What MAF provides is the managed analogs of IUnknown, IDispatch, ITypeInfo, IMarshal, IEnumXXX and CoCreateInstance . IContract, which really will be covered in depth in my next post, is the managed analog of IUnknown. And in essence it covers IMarshal as well, because all contracts must be written to allow remoting -- we don't *require* that each addin be isolated or remoted, but the system has to allow it so that all addins *may* be isolated and remoted.

IRemoteObjectContract and IRemoteTypeContract (and friends) are the analogs of IDispatch and ITypeInfo and the COM type library stuff. It is important to note that *analog* is very operative here: the MAF system is quite different from the COM system due to the fact that managed code is quite different from native code, for one, and that the object-oriented nature of .NET is quite different from the procedural nature of old Win32. I will of course have extensive articles on all of these contracts in the weeks to come.

MAF also provides a set of collection contracts. Besides providing standard collection definitions, they also provide the notion of a MarshalByRef collection, something missing from the .NET framework right now -- and necessary for MAF as you will see. And analog is operative here, because the MAF collection contracts very closely resemble the .NET Collection paradigms as opposed to the IEnumXXX style of COM.

Finally, the AddinLoader provides the analog of CoCreateInstance. In other words it is the helper that wraps up all the complexity of securely activating the addins or dynamic components. Of course in MAF we do even more work that COM because we have AppDomains and the CLRs Code Access Security system to make MAF even more robust.

Stay tuned, more details than you may even want will be forthcoming.

What is MAF?

TQuinn — Thu, 15 Sep 2005 19:41:00 GMT

As I noted we also unveiled yesterday the Managed Addin Framework (MAF). MAF is necessary realization of the Addin Model architecture. It is included in two assemblies: System.Addin and System.Addin.Contract. These assemblies will ship first with the VSTA product, in the Office 12 timeframe, and then be rolled into the next version of WinFX. So MAF is an integral part of the platform.
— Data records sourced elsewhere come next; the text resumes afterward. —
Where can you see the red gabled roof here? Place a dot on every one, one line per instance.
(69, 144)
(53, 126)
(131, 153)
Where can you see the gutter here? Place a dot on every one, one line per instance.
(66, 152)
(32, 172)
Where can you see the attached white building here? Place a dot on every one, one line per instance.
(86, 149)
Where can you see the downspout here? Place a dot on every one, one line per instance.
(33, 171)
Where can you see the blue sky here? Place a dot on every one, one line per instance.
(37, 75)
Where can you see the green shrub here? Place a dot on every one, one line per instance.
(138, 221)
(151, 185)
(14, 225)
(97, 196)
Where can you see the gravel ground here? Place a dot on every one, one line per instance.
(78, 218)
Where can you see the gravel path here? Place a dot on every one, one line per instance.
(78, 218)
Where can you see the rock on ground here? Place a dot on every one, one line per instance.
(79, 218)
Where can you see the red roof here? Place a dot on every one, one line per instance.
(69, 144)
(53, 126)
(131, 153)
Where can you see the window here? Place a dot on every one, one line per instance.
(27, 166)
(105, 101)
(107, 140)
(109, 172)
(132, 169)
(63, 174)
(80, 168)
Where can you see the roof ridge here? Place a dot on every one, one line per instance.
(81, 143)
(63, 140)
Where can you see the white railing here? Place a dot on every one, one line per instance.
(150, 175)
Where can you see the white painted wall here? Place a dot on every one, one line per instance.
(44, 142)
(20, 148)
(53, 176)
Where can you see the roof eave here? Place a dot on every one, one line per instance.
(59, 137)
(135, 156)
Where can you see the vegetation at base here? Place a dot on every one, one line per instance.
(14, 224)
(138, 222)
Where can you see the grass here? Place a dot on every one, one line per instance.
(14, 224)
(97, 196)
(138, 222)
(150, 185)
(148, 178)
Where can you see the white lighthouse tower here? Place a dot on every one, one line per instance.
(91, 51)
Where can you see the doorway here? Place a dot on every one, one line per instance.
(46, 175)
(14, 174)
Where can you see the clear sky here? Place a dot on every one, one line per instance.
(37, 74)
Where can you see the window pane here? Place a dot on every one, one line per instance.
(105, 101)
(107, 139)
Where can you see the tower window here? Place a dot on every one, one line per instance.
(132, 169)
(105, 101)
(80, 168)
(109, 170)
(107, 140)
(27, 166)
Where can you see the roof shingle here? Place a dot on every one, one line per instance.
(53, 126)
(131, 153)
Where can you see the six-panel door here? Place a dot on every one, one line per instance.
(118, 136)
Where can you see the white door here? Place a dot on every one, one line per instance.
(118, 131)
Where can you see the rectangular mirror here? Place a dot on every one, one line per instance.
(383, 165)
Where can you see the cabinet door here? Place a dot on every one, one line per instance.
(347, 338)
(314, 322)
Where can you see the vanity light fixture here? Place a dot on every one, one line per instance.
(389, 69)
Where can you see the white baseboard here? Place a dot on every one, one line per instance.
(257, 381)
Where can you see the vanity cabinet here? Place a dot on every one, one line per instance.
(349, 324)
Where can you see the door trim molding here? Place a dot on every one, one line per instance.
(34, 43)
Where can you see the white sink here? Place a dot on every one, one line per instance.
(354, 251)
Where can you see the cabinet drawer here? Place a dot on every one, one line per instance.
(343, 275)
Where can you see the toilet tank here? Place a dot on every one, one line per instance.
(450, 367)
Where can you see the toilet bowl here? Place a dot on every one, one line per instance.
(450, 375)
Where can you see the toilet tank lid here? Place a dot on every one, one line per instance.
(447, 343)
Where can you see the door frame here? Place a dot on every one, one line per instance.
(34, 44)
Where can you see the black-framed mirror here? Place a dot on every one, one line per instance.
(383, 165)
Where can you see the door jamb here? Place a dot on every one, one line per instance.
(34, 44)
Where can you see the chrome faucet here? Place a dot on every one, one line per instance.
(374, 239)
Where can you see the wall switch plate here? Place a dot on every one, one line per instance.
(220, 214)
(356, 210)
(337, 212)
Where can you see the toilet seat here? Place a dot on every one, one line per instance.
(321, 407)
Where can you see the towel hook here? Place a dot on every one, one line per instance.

So what is in there? There are two important pieces. System.Addin contains what we call the "Loader." The Loader is a fully trusted platform component that is necessary to activate addins and isolate them in their own domains. We solve a bunch of the AppDomain creation and isolation issues illustrated in my earlier post. I will go into great detail on the Loader in a future post.

System.Addin.Contract contains a set of "Contracts" for addin communication. We defined "contract" in our PDC talk yesterday. In COM, a COM interface was, in essence, a contract. However, .NET already has interfaces, so we needed a new, more constrained, term. We chose "contract" because the Indigo -- oops Windows Communication Foundation -- Service Oriented Architecture calls their communication interfaces "contracts". The Contract in WCF and the Contract for MAF are conceptually the same thing -- and in the future they will be exactly the same thing when WCF becomes the ubiquitous remoting infrastructure.

I will go into vastly more detail in my next post on the reasoning here, when I begin to describe the contents of System.Addin.Contract with IContract. But in brief: contracts are the types that are used to communicate between hosts and addins. A contract can *never* version. Once you publish it you can't change it -- you can always add *new* contracts, but old contracts must stay the same. This allows the pieces on either side (we call them proxies and adapters, I'll go into these later too) to version indepenedently of each other. Contracts are abstract -- no implementation. In practice they are interfaces, but interfaces with more strict rules. Contracts must define a closed system. The only types legal to expose as parameters in contracts are other contracts and primitive types like "string" and "int."

System.Addin.Contract defines a number of contracts to get you started. In fact, the contracts we supply may be all that you require. Next I will write an article on the base contract of all contracts: IContract.